Miro, mientras camino en soledad, las capucheras sin luz de los lagartos; hace ya mucho tiempo, antaño, tuvieron vida, pero ahora están frías, bajo el silencio de las piedras. En su oscuridad se alzan las paredes; unos muros descascarillandos, ya inservibles. Hay alambradas de óxido también. Y, al pie de una de ellas, hacia el cansancio del poniente, pasta un par de corderos. La luz se desdibuja entre los canjilones rotos de una noria. Siento dentro de mí una paz que me confunde, como si el mundo durmiera ante mis pies y en su respiración pesada, gris, cupiera el lejano horizonte y el cansancio que cubre los campos, la piel de las colinas.

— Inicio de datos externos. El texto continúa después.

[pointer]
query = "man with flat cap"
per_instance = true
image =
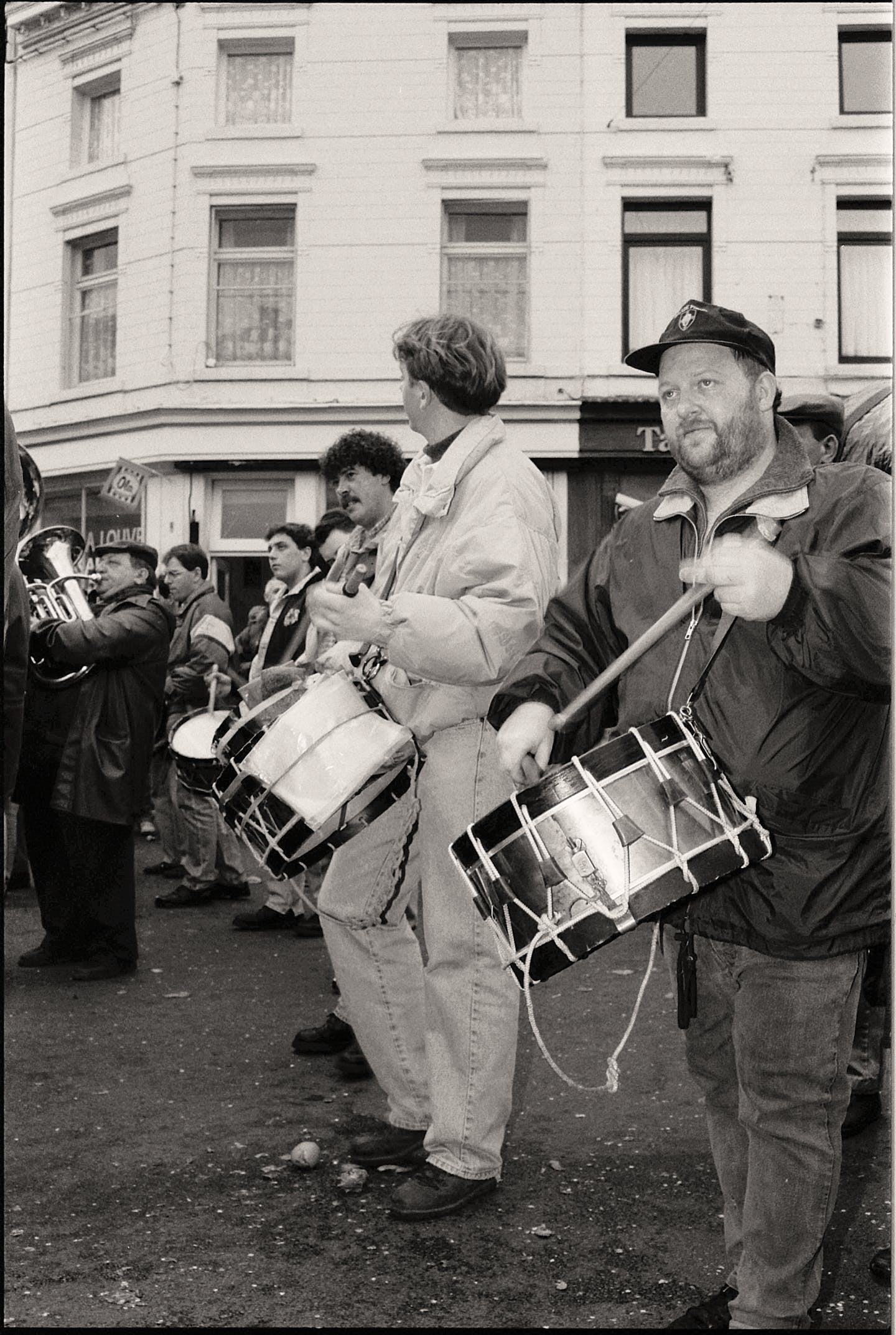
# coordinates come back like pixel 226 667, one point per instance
pixel 819 421
pixel 793 652
pixel 85 764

Ahora cruzo a cinco o seis pasos de una adelfa, clavada entre las inmundicias de un arroyo. Cuando era pequeño me gustaba venir aquí y dejar que volara mi mente confundida por la exuberancia que me rodeaba. Mi mente era entonces transparente y virgen. Ahora, sin embargo, aquí, en este momento, voy pensando en la nueva campaña electoral e, inconscientemente, la sangre se me hiela y mi mente se hace más turbia, más pesada. De nuevo, tendré que escuchar palabras huecas pintadas con un leve barniz de purpurina, frases aparentemente deslumbrantes y, en el fondo, cargadas de azufre y de veneno.

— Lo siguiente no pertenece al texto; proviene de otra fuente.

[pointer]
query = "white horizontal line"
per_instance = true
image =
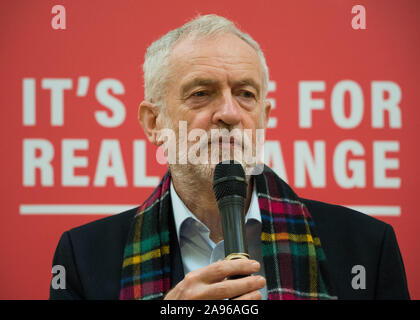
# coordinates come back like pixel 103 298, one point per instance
pixel 74 208
pixel 390 211
pixel 25 209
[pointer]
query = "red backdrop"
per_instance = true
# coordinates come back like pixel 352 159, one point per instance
pixel 344 128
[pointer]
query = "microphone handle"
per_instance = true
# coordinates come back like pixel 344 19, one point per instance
pixel 232 213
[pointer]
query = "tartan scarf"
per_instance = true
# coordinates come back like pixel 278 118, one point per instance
pixel 295 264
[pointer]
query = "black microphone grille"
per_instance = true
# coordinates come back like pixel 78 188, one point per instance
pixel 229 179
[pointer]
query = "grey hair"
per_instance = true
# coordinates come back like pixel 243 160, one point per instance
pixel 156 64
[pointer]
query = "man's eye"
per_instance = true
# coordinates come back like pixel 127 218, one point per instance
pixel 247 94
pixel 199 94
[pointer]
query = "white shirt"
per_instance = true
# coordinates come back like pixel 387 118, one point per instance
pixel 198 250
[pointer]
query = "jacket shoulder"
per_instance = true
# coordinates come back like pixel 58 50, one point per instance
pixel 327 213
pixel 92 256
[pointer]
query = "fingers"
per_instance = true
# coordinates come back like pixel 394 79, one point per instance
pixel 254 295
pixel 245 288
pixel 220 270
pixel 211 282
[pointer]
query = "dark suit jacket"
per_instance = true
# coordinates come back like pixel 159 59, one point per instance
pixel 92 255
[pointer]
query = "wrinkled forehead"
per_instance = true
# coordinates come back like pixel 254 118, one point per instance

Introduzco un petardo en mi mente: estalla el aire de mi pensamiento gélido. Agradezco el hueco de luz que viene a cubrir la oscuridad que, hace apenas un instante, en mi alma se extendía. No quiero pensar en los días que se acercan, jornadas de insultos, de inútiles diálogos, de edulcorados discursos de almidón hilados por la hipocresía. La penumbra penetrará en las conciencias y el hedor de la rivalidad flotará en las oficinas, en las fábricas, en las tabernas y los bares. Siempre el mismo discurso: unos ricos, y otros, pobres; pero, al final, todos aspiran a lo mismo (cuando están arriba todos se confunden). De nuevo, aparecerán con más crudeza esas dos Españas que no se pueden ver, aunque en esta ocasión sean elecciones regionales. Habrá un resplandor cainita en las miradas. Todo eso traerá esta campaña electoral que, hace muy poco, ha empezado. Siento náuseas. Por eso, camino y respiro, huyo de mí, intentando encontrar una imagen placentera que me ayude a abstraerme de la amarga realidad. Y, al final, lo consigo cuando veo sobre un laurel, al contraluz del cielo casi añil, la silueta de un mirlo que borda un mensaje de esperanza, quizá un pentragrama, un discurso electoral, marcando su territorio, reclamando ese trozo de espacio que aún le pertenece y quiere habitar con su trino luminoso. Me acerco unos metros a él, muy despacito, y, luego, me dejo atrapar por su gorjeo. Me aislo de todo. Por un instante soy feliz. Y, al relajarme, confío en esas notas que el mirlo desgrana, y, sin pensarlo, creo en su voz, le entrego mi voto. Él no me defraudará, de eso estoy muy seguro, porque canta por amor y su silbo feliz sólo pertenece al aire, al resplandor de la tarde que se va y hermana a los hombres mientras duermen las colinas y una brizna de sol aún descansa en las paredes.